4. **Network Port Conflict (Less Common for `cupsd` itself):**
* **Diagnosis:** While `cupsd` typically binds to `localhost:631`, other services could theoretically conflict if CUPS is configured for network access on a different port. Check if port 631 is already in use.
```bash
sudo ss -tulnp | grep ':631'
```
* **Fix:** If another process is using port 631, stop that process or reconfigure CUPS to use a different listening port (edit `/etc/cups/cupsd.conf`).
```bash
# Example: If another process is on 631, stop it.
# Then restart cups.
sudo systemctl restart cups
```
* **Why it works:** A service cannot bind to a port already in use, preventing `cupsd` from becoming available.
5. **Disk Space Full:**
* **Diagnosis:** Check available disk space, particularly on partitions hosting `/var/spool/cups` and `/var/cache/cups`.
```bash
df -h /var/spool/cups
```
* **Fix:** Free up disk space by deleting old print jobs, temporary files, or unnecessary data.
```bash
sudo systemctl restart cups
```
* **Why it works:** CUPS needs space to spool print jobs and store temporary data.

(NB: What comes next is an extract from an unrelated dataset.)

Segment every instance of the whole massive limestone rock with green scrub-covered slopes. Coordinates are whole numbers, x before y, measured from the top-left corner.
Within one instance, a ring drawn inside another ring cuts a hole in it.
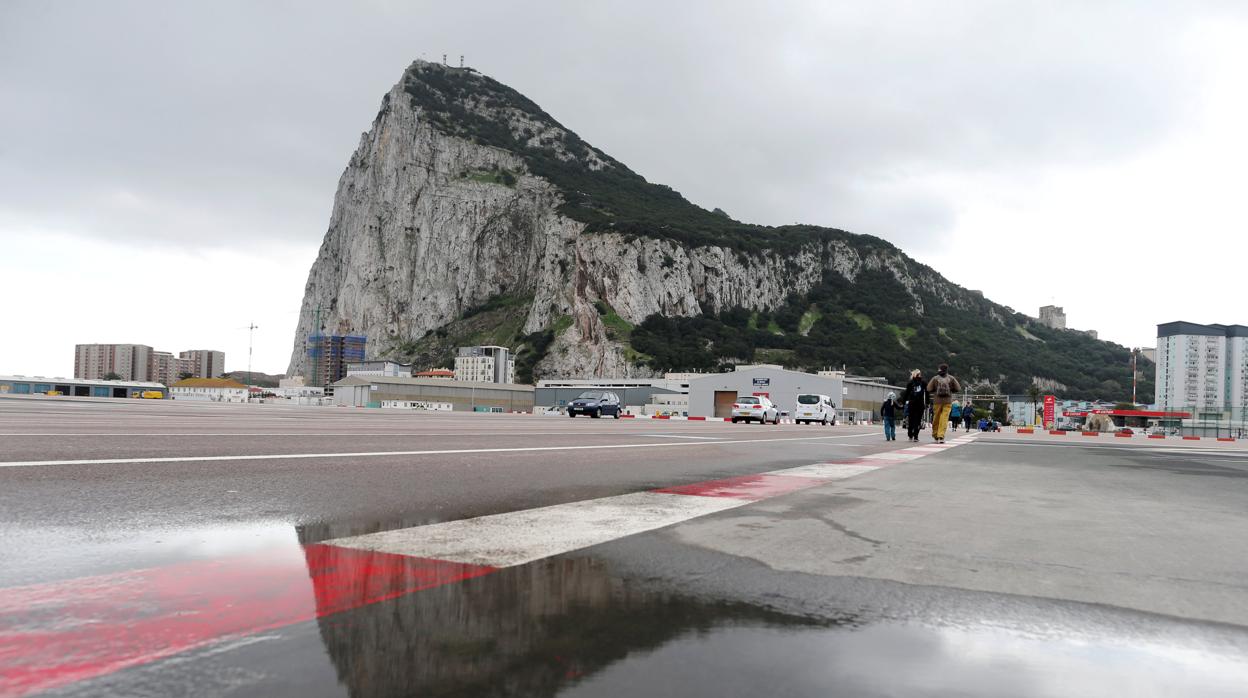
[[[1003,251],[986,271],[1035,270]],[[1051,330],[879,237],[701,209],[517,90],[424,61],[383,97],[338,182],[290,375],[319,332],[422,366],[508,346],[522,382],[768,362],[900,383],[948,362],[1011,393],[1131,397],[1126,347]],[[1149,402],[1152,365],[1141,373]]]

A full disk prevents these operations, causing startup or runtime failures.
6. **SELinux/AppArmor Restrictions:**
* **Diagnosis:** Check system audit logs for SELinux or AppArmor denials related to `cupsd`.
```bash
# For [SELinux](/debugging/selinux/):
sudo ausearch -m avc -ts recent | grep cupsd
# For [AppArmor](/debugging/apparmor/):
sudo grep cupsd /var/log/audit/audit.log
```
* **Fix:** Adjust SELinux/AppArmor policies to allow `cupsd` necessary access. This is system-specific, but often involves commands like `chcon` or `semanage` for SELinux, or editing profiles for AppArmor.
```bash
# Example SELinux fix for a common issue:
sudo semanage fcontext -a -t cupsd_var_run_t "/var/run/cups(/.*)?"
sudo restorecon -Rv /var/run/cups
sudo systemctl restart cups
```
* **Why it works:** Security modules can block `cupsd` from accessing required files or network sockets, even if standard file permissions are correct.
After resolving the underlying issue, the next error you'll likely encounter is a "client-error-not-found" when trying to print, if you haven't re-added your printers yet after clearing configurations.